Ощущение же святости и благодати настолько пронизывает читающего книгу Зайцева, что даже тень сомнения в присутствии их на страницах этого повествования заставляет лишь недоумевать.
Знакомство с афонскими впечатлениями Зайцева дает удачную возможность уяснить, что Святая Гора едва ли станет ближе и понятнее для человека, подходящего к Афону с заготовленными мерками ощущений и чувств. Непонятой, возможно, останется и книга о ней Бориса Зайцева, приехавшего на Святую Гору с искренним намерением именно разглядеть и расслышать невидимое и неслышное извне, чему свидетельством – оставленные им тексты…
Ф. А. Степун присоединялся к мнению Зеньковского: «В нем две души: поклонник древней Эллады, он одновременно и исповедник византийского православия. Это творческое единодушие отнюдь не означает миросозерцательного двоедушия […] Зайцев действительно принес на Афон смиренную готовность принять, не рассуждая, открывшийся ему особый мир, но в то же время и зоркий взгляд, изощренный только что проплывшим перед ним волнующим образом Эллады и опытом давних итальянских странствий. […] До чего глубоко жило в Зайцеве это чувство свободы, доказывается тем, что свой „Афон“, с его широко открытым видом на древнюю Элладу, он писал после работы над житием Сергея Радонежского»112. «Это не могло быть написано в советских условиях, и, значит, это оправдывает долголетний отрыв от родной земли»113, – писал о книгах Зайцева близко знавший его журналист Яков Цвибак.

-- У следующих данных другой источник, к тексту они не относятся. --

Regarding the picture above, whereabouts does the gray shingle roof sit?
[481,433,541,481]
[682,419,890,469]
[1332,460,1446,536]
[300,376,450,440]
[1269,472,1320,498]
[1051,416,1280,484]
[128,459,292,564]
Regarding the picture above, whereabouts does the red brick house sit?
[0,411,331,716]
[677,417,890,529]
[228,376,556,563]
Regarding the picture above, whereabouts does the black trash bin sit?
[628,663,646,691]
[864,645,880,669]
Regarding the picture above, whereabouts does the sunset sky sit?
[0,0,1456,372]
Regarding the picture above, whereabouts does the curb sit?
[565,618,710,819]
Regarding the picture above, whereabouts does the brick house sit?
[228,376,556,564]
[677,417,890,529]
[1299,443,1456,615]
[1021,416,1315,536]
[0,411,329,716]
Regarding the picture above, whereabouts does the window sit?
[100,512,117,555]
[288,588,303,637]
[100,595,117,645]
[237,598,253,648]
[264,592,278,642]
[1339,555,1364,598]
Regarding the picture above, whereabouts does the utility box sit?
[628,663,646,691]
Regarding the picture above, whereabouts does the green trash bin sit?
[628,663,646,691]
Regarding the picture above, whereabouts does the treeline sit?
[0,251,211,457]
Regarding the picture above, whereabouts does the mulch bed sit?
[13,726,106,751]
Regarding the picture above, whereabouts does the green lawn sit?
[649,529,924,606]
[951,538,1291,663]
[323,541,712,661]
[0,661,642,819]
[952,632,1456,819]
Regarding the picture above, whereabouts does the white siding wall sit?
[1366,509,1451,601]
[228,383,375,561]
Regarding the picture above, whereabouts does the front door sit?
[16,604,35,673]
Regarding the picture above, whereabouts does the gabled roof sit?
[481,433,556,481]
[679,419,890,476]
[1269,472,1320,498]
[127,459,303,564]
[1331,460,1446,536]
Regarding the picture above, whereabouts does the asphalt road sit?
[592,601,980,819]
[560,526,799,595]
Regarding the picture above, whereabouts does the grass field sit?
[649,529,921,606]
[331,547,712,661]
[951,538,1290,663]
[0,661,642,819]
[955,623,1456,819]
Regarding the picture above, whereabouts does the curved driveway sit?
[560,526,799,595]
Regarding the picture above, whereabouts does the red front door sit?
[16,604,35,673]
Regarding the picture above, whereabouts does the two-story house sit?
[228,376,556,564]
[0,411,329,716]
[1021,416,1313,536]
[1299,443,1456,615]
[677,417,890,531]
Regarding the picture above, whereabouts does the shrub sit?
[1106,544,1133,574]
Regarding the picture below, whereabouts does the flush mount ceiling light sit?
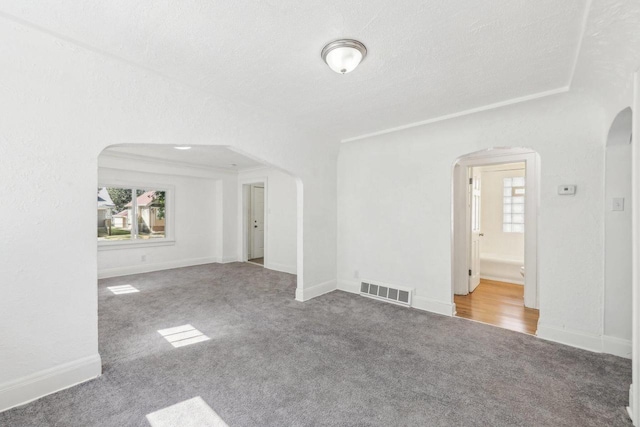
[321,39,367,74]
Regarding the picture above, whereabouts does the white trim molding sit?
[98,257,218,279]
[602,335,631,359]
[536,323,602,353]
[411,294,456,317]
[340,86,569,144]
[0,354,102,412]
[296,280,337,302]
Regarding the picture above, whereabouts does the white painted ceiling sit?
[103,144,263,171]
[0,0,587,139]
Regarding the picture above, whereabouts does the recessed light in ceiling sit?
[320,39,367,74]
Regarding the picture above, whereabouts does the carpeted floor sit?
[0,263,631,427]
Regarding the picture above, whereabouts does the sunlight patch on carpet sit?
[158,325,210,348]
[147,396,229,427]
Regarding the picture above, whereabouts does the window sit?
[502,176,525,233]
[98,187,167,241]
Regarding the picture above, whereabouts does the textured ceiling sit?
[0,0,587,139]
[103,144,263,171]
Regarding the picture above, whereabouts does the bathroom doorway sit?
[243,182,266,266]
[453,149,539,335]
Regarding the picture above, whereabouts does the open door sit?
[249,185,264,259]
[469,168,482,292]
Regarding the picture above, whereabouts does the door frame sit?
[238,176,269,268]
[451,148,540,309]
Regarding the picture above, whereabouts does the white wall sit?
[238,168,297,274]
[604,144,632,348]
[98,153,237,277]
[479,164,524,265]
[0,17,337,410]
[338,94,606,351]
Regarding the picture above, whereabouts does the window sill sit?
[98,239,176,251]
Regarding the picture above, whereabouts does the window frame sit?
[502,176,527,234]
[97,180,176,251]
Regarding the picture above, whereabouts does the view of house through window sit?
[502,176,524,233]
[98,187,166,241]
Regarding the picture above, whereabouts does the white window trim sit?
[98,180,176,251]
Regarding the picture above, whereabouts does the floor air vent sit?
[360,281,411,306]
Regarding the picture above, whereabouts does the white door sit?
[250,185,264,259]
[469,168,481,292]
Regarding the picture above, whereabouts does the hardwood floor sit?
[454,279,540,335]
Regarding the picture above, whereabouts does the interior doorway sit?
[243,182,266,266]
[452,149,539,335]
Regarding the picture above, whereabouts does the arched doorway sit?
[451,148,540,334]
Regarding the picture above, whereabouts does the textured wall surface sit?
[238,168,297,274]
[0,16,337,392]
[338,94,604,336]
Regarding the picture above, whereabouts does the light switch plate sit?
[611,197,624,211]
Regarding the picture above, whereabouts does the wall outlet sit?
[611,197,624,211]
[558,184,576,196]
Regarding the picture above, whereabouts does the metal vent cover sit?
[360,281,412,306]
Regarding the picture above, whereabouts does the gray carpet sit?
[0,263,631,427]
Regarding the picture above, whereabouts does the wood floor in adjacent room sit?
[454,279,540,335]
[0,262,632,427]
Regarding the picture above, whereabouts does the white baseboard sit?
[98,257,219,279]
[264,262,296,274]
[338,279,360,294]
[480,274,524,286]
[602,335,631,359]
[0,354,102,412]
[296,280,336,302]
[338,279,456,316]
[536,324,602,353]
[411,295,456,316]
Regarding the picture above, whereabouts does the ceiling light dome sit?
[321,39,367,74]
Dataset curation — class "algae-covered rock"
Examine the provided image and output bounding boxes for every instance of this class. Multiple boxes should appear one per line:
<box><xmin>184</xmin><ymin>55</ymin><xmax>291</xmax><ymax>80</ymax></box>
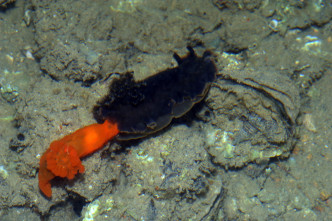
<box><xmin>207</xmin><ymin>69</ymin><xmax>300</xmax><ymax>167</ymax></box>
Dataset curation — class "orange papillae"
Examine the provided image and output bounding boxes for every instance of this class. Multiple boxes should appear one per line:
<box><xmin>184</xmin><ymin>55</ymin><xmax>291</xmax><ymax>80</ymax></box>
<box><xmin>38</xmin><ymin>120</ymin><xmax>119</xmax><ymax>197</ymax></box>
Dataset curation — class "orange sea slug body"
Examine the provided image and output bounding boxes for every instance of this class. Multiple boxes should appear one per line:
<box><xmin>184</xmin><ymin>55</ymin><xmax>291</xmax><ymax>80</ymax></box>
<box><xmin>38</xmin><ymin>120</ymin><xmax>119</xmax><ymax>197</ymax></box>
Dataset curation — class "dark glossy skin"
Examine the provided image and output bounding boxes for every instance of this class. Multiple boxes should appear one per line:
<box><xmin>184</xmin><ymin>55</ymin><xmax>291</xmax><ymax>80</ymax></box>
<box><xmin>93</xmin><ymin>47</ymin><xmax>217</xmax><ymax>140</ymax></box>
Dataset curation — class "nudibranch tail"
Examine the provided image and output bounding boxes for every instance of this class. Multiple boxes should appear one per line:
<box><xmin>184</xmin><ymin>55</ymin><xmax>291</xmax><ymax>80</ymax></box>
<box><xmin>38</xmin><ymin>120</ymin><xmax>119</xmax><ymax>197</ymax></box>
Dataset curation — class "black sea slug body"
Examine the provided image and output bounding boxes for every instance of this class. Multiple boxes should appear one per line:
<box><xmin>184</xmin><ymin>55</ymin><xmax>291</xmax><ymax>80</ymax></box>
<box><xmin>93</xmin><ymin>47</ymin><xmax>217</xmax><ymax>140</ymax></box>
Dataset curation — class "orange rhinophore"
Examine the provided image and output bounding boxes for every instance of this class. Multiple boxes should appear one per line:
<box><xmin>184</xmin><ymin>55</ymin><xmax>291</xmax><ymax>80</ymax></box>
<box><xmin>38</xmin><ymin>120</ymin><xmax>119</xmax><ymax>197</ymax></box>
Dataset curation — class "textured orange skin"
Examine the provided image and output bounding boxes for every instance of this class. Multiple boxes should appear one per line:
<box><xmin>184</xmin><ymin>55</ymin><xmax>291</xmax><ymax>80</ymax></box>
<box><xmin>38</xmin><ymin>120</ymin><xmax>119</xmax><ymax>197</ymax></box>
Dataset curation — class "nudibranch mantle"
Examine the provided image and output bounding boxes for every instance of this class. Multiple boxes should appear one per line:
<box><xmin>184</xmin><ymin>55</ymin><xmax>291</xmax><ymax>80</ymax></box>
<box><xmin>38</xmin><ymin>47</ymin><xmax>217</xmax><ymax>197</ymax></box>
<box><xmin>93</xmin><ymin>47</ymin><xmax>217</xmax><ymax>140</ymax></box>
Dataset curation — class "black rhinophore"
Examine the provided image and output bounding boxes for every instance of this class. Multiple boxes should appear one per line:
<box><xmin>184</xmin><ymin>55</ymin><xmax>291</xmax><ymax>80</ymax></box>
<box><xmin>93</xmin><ymin>47</ymin><xmax>217</xmax><ymax>140</ymax></box>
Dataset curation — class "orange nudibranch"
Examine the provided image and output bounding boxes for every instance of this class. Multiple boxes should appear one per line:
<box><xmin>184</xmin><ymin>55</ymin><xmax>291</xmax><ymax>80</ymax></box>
<box><xmin>38</xmin><ymin>120</ymin><xmax>119</xmax><ymax>197</ymax></box>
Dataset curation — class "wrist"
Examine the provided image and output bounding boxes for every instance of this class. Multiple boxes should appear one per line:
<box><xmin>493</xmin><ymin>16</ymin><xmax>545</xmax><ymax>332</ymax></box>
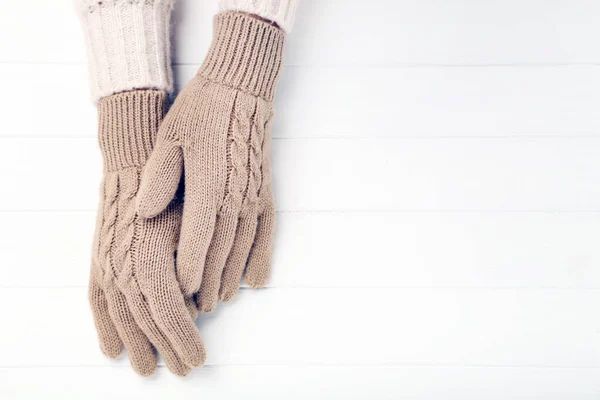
<box><xmin>77</xmin><ymin>0</ymin><xmax>174</xmax><ymax>101</ymax></box>
<box><xmin>219</xmin><ymin>0</ymin><xmax>299</xmax><ymax>32</ymax></box>
<box><xmin>199</xmin><ymin>12</ymin><xmax>285</xmax><ymax>101</ymax></box>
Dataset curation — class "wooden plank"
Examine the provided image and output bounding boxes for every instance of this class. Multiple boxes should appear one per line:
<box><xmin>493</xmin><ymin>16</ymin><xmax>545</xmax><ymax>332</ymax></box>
<box><xmin>0</xmin><ymin>212</ymin><xmax>600</xmax><ymax>289</ymax></box>
<box><xmin>0</xmin><ymin>0</ymin><xmax>600</xmax><ymax>66</ymax></box>
<box><xmin>0</xmin><ymin>288</ymin><xmax>600</xmax><ymax>367</ymax></box>
<box><xmin>5</xmin><ymin>64</ymin><xmax>600</xmax><ymax>138</ymax></box>
<box><xmin>0</xmin><ymin>365</ymin><xmax>600</xmax><ymax>400</ymax></box>
<box><xmin>0</xmin><ymin>138</ymin><xmax>600</xmax><ymax>212</ymax></box>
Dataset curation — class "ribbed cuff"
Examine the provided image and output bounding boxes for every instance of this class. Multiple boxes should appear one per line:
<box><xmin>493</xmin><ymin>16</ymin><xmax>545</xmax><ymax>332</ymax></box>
<box><xmin>98</xmin><ymin>90</ymin><xmax>168</xmax><ymax>171</ymax></box>
<box><xmin>199</xmin><ymin>12</ymin><xmax>285</xmax><ymax>100</ymax></box>
<box><xmin>76</xmin><ymin>0</ymin><xmax>174</xmax><ymax>101</ymax></box>
<box><xmin>219</xmin><ymin>0</ymin><xmax>299</xmax><ymax>32</ymax></box>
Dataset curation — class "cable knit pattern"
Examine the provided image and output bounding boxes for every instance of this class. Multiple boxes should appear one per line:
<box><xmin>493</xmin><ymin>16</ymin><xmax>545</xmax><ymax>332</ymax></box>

Возможно, Борис Константинович справедливо не относил книгу о Святой Горе к числу своих литературных достижений. Однако, может быть, именно ответственное стремление автора сказать современникам об увиденном, зафиксировать для будущего правду о современном ему состоянии русского монашества на одном из немногих сохранившихся островков традиционного русского мира понуждает Зайцева, который шел по литературному пути «с упорством верующего и мудреца»114, постоянно останавливаться, сдерживаться, не строить предположений, но лишь фиксировать, документально свидетельствовать увиденное.